Zur damaligen Zeit war ich gerade einmal zwei Jahre alt. So kann ich heute nur auf die Berichte meiner Familie Bezug nehmen. Die ersten Symptome waren ein verändertes Gehverhalten, welches zum ersten Mal Ende meines ersten Lebensjahres auftrat. Ich eignete mir untypische Bewegungsabläufe an und humpelte. Meine Schmerzen konnte ich noch nicht artikulieren. Da das Phänomen des Kinderrheumas damals noch nicht so bekannt war, wie es vielleicht heute ist bzw. sein sollte, hat es sehr lange gedauert eine richtige Diagnose zu erhalten. Diese war dann auch eher ein Zufallsbefund durch den Chefarzt der Kinderklinik, da er zum Glück Kinderrheumatologe war.
Wie hat Deine Familie reagiert? Was hat es damals bei Deinen Eltern ausgelöst?

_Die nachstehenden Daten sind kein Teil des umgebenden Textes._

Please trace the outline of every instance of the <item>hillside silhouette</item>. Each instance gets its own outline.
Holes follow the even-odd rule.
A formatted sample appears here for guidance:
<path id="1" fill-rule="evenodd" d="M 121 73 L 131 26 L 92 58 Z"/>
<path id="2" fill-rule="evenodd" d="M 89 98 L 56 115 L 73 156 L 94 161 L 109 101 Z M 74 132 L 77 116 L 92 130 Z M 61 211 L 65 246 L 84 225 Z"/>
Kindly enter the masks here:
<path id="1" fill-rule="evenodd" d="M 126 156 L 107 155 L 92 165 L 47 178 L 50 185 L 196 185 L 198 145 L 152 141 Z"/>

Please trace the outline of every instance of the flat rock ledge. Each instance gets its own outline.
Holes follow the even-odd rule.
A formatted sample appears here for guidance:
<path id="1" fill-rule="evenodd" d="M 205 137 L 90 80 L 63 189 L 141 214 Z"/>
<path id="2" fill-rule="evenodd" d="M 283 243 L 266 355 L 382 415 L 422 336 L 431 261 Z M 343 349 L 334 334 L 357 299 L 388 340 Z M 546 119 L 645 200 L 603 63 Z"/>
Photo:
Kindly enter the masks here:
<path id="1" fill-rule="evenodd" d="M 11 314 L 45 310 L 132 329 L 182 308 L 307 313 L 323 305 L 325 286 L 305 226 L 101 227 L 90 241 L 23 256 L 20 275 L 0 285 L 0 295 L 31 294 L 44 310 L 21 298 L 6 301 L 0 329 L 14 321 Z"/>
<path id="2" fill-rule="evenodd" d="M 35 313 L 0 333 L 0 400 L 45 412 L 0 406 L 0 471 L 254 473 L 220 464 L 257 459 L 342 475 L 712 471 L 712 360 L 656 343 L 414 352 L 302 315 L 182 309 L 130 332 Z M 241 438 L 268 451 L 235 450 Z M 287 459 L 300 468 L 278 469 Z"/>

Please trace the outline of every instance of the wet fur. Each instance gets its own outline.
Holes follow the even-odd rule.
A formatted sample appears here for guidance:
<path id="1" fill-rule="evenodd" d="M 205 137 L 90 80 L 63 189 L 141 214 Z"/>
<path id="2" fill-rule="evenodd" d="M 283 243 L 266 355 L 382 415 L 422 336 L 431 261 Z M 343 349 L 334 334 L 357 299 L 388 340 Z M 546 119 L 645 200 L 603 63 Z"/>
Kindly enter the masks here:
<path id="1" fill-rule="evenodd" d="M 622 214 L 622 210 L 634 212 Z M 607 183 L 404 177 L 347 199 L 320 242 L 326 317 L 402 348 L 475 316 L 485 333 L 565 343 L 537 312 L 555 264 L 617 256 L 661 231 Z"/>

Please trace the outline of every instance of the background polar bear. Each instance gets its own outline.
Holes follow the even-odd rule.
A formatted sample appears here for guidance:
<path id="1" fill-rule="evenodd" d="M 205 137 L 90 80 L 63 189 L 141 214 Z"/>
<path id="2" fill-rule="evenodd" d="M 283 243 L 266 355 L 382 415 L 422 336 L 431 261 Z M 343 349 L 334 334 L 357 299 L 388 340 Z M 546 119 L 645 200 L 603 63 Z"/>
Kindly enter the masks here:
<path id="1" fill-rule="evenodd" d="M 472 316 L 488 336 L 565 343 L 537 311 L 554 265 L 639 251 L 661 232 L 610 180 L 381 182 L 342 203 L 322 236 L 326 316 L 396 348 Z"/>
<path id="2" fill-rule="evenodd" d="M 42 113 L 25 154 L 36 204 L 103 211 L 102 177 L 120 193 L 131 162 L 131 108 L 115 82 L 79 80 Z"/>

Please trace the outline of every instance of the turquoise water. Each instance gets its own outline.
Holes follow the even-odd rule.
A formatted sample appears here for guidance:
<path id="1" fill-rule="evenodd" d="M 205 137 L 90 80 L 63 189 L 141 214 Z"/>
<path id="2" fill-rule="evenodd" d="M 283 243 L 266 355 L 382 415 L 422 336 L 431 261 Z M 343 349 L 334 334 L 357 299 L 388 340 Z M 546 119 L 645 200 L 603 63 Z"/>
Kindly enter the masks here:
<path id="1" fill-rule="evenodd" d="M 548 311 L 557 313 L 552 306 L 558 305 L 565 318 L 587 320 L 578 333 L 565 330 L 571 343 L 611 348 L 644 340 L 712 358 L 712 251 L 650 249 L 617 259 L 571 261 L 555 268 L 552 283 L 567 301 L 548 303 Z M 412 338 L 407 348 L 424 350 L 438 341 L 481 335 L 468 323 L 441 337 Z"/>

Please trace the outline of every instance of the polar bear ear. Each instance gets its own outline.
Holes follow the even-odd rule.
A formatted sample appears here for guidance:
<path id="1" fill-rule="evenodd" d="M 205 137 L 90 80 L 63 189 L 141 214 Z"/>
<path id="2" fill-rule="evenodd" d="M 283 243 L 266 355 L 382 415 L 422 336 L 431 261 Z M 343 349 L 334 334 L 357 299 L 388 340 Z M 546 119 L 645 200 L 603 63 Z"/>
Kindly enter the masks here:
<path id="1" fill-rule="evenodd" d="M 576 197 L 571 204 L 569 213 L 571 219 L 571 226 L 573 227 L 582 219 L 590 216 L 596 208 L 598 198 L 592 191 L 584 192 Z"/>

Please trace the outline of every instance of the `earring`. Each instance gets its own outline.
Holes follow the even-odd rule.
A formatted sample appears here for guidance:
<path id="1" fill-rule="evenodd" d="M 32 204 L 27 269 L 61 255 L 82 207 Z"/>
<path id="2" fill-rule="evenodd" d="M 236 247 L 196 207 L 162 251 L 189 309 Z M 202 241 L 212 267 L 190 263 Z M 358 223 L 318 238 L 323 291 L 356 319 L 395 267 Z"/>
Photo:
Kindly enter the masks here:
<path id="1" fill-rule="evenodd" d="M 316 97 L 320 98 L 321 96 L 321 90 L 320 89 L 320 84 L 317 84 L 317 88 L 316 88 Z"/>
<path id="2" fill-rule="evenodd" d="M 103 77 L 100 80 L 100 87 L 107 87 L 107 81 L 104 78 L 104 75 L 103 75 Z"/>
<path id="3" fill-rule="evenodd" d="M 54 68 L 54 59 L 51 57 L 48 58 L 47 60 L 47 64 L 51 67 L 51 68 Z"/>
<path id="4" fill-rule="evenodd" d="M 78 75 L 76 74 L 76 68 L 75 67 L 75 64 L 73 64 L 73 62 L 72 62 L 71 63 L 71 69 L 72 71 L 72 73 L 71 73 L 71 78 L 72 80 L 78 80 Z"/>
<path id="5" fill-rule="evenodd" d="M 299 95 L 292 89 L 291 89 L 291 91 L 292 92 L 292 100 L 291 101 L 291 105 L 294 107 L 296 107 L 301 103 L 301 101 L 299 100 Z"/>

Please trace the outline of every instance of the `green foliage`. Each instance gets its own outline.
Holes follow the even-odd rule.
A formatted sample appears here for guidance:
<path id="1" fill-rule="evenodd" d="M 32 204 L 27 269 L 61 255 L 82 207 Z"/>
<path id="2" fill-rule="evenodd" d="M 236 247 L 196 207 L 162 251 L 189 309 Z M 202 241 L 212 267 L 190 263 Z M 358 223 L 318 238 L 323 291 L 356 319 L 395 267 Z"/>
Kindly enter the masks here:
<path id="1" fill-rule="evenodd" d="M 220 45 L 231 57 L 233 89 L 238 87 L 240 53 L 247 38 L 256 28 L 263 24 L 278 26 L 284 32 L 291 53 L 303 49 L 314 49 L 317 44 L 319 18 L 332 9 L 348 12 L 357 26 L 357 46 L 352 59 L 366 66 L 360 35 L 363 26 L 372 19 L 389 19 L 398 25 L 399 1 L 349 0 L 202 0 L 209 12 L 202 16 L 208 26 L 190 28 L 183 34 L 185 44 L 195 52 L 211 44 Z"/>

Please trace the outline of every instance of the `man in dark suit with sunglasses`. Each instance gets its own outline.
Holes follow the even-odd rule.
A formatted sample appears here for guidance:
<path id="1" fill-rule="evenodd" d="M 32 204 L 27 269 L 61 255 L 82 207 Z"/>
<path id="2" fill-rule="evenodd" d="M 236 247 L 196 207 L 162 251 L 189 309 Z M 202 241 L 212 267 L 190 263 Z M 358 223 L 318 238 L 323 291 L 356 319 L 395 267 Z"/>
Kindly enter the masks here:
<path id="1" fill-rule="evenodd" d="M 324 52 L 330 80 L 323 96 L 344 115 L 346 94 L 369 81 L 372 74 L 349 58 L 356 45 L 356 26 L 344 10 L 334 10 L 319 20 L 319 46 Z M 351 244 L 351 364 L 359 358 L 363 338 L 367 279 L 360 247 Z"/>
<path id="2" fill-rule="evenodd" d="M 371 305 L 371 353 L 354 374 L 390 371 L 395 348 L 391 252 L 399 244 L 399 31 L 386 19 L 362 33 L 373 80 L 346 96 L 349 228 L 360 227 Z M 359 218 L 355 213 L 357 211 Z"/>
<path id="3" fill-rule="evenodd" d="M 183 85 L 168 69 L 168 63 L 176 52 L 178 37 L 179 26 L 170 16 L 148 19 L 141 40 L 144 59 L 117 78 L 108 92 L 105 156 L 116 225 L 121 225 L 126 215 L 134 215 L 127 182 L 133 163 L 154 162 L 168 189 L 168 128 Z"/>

Zur damaligen Zeit habe ich persönlich das noch gar nicht verstanden. Ich kann mich noch gut an einige der Krankenhausaufenthalte erinnern, doch sie dominieren nicht meine Kindheitserinnerungen. Darüber bin ich sehr froh und dankbar, denn meinen Eltern gelang und gelingt es auch noch heute, dass die Krankheit nicht unser Leben dominiert. Sie waren nach der Diagnose natürlich sehr geschockt und zu Beginn auch überfordert. Man wusste damals einfach überhaupt nichts darüber und die Möglichkeit, Google oder eine andere Suchmaschine im Internet zu benutzen gab es auch noch nicht, sodass die Informationsbeschaffung beschwerlich war. Doch sie organisierten weitere Termine bei Kinderrheumatologen eines sehr renommierten Zentrums, um eine Zweitmeinung einzuholen, welche die vorherige Diagnose bestätigten. Wir entschieden uns für die Behandlung beim Chefarzt der Kinderklinik, wo ich bis zu meinem 18. Lebensjahr mindestens einmal im Monat einen Termin hatte. Ich bin also damit aufgewachsen. Für mich waren die Arztbesuche Teil des Alltags.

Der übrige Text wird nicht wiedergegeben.